Fomos ou somos colonizados, eu sei (decidam qual o melhor verbo). E isto explica muita coisa. A começar pela subserviência de muitos jornalistas e comentaristas políticos e econômicos, sempre que o país assume uma posição mais independente. A popularidade do atual governo é enorme, a despeito das críticas diárias da mídia. O Brasil da mídia parece pensar diferente do Brasil dos brasileiros. Há uma tentativa cotidiana de influenciar a opinião pública, mas o discurso parece não encontrar ressonância. Talvez nas classes média e rica, que leem Veja e acreditam! Mas o Brasil do chão de fábrica, de quem acorda de madrugada para ganhar salário mínimo, parece não concordar muito com o que escrevem e divulgam esses jornalistas. Aliás, sempre que o povo não vai para onde a elite gostaria que fosse, surgem análises apressadas para tentar elucidar o que aconteceu. O povo é visto apenas como massa de manobra. Direita e esquerda neste ponto se igualam e se alternam em dar explicações pouco convincentes, sempre que a plebe decide contrariamente aos seus interesses.
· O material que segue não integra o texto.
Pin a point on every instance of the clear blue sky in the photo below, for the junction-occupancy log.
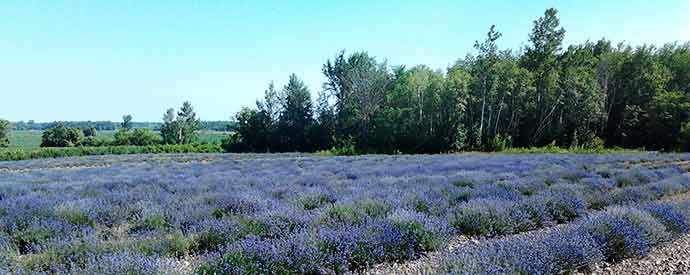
(96, 60)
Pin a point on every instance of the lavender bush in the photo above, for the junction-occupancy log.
(286, 213)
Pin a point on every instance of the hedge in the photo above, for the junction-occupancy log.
(23, 154)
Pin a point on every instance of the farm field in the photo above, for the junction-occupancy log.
(295, 214)
(31, 139)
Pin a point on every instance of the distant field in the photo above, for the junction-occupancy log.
(32, 139)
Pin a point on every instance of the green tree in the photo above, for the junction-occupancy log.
(61, 136)
(541, 58)
(189, 123)
(170, 130)
(296, 117)
(180, 129)
(4, 133)
(126, 122)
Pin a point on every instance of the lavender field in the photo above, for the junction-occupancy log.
(296, 214)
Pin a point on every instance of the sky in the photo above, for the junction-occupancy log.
(100, 59)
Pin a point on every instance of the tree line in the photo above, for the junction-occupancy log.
(177, 128)
(587, 95)
(109, 125)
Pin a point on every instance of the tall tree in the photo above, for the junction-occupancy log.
(189, 123)
(541, 58)
(296, 116)
(4, 133)
(126, 122)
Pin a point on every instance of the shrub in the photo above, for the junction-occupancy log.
(489, 217)
(4, 133)
(670, 216)
(136, 137)
(560, 251)
(61, 136)
(625, 232)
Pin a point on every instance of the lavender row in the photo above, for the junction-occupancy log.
(287, 214)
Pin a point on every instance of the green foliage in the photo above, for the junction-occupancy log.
(22, 154)
(4, 133)
(90, 132)
(180, 129)
(136, 137)
(61, 136)
(126, 122)
(587, 97)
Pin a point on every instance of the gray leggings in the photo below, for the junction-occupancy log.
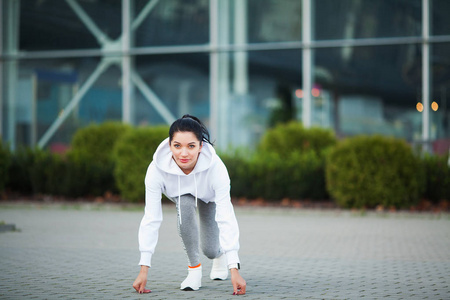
(189, 229)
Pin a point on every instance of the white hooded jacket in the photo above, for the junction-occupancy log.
(208, 182)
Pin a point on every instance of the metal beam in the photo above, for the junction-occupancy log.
(152, 98)
(102, 66)
(426, 75)
(127, 86)
(214, 68)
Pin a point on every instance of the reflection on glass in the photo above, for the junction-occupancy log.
(170, 86)
(172, 22)
(57, 25)
(372, 89)
(355, 19)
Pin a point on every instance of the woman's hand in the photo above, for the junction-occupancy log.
(141, 281)
(239, 284)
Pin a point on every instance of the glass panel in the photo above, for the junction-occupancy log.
(440, 98)
(55, 25)
(274, 20)
(355, 19)
(172, 22)
(44, 89)
(179, 82)
(439, 17)
(374, 89)
(256, 92)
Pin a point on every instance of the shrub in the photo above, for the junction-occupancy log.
(91, 160)
(437, 176)
(133, 153)
(270, 176)
(285, 139)
(5, 161)
(19, 171)
(366, 171)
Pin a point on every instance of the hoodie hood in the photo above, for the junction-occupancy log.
(164, 161)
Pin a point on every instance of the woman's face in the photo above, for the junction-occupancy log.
(185, 149)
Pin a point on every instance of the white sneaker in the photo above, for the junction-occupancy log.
(193, 281)
(219, 270)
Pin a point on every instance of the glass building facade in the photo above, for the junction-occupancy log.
(242, 66)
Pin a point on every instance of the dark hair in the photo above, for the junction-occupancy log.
(188, 123)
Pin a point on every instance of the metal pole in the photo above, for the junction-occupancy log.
(214, 67)
(240, 57)
(144, 12)
(307, 63)
(126, 62)
(1, 72)
(426, 75)
(102, 66)
(84, 17)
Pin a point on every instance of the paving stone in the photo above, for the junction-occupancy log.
(285, 254)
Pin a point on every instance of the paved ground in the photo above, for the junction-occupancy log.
(92, 253)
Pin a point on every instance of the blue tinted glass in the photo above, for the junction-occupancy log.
(354, 19)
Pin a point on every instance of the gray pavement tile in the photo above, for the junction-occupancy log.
(286, 254)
O Brasil, resultado de séculos de colonização estrangeira e artimanhas locais para não mexer no que é essencial, produziu cidadãos que preferem “macaquear” tudo que vem de outros países a afirmar a própria autenticidade. A começar pela língua. Há exagero de estrangeirismos. Hoje a comida é “delivery” e ninguém mais faz um intervalo para o café, todos preferem um coffee break. Parecem optar pela culta submissão a uma altivez mais cabocla, mais original. Nossa grã-finagem tem vergonha da língua portuguesa e quer distância de tudo o que é popular, daí essa tentativa tão desesperada quanto patética de se identificar com o modelo europeu ou norte-americano.
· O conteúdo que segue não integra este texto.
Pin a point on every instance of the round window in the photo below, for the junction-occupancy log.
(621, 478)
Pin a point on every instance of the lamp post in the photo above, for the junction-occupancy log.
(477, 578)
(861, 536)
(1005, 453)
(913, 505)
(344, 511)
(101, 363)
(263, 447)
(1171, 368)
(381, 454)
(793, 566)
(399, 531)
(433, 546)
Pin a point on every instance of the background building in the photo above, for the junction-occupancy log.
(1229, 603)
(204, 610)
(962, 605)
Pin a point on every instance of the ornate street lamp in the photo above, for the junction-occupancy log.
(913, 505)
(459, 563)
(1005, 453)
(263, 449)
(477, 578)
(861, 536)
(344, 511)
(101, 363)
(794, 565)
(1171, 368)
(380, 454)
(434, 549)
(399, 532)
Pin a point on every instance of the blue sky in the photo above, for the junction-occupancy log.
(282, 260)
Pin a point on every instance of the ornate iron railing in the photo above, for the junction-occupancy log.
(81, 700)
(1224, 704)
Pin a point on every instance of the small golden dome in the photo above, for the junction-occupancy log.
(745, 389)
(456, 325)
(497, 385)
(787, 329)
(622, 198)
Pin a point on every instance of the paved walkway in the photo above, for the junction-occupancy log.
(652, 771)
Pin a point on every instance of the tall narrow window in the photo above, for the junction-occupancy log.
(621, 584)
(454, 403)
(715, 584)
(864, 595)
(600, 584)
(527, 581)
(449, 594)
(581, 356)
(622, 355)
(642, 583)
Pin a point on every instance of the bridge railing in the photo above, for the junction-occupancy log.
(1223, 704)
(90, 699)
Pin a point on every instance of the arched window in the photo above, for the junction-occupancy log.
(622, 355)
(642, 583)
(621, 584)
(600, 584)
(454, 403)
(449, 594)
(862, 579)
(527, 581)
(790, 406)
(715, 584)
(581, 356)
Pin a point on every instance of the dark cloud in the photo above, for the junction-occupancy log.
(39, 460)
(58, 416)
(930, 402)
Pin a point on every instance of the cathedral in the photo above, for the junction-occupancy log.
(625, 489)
Só mesmo essa mistura de servilismo com arrogância é capaz de explicar as análises de alguns jornalistas, notadamente na TV, onde proliferam argumentos toscos e de pouca lógica. Para não falar em inteligência e sensatez. Na política externa, tudo que parece incomodar os Estados Unidos também incomoda nossos comentaristas. Disseram que a política de buscar alianças com países de menor expressão era equivocada. Não foi o que aconteceu. Num mundo em que a liderança política dos Estados Unidos é incerta, em que novos atores têm a pretensão de subir ao palco, o Brasil teve papel importante ao articular-se com outros países para questionar a diretriz econômica mundial do G-8. Hoje é impensável formular políticas de impacto global sem, pelo menos, o G-20. Para quem ainda não se atualizou sobre o que está ocorrendo na geopolítica internacional, basta dizer que, até 2050 os países do BRIC – Brasil, Rússia, Índia e China –, juntos, devem superar as economias dos seis países mais ricos do mundo (EUA, Japão, Alemanha, Reino Unido, França e Itália). O BRIC representa hoje mais de 40% da população mundial.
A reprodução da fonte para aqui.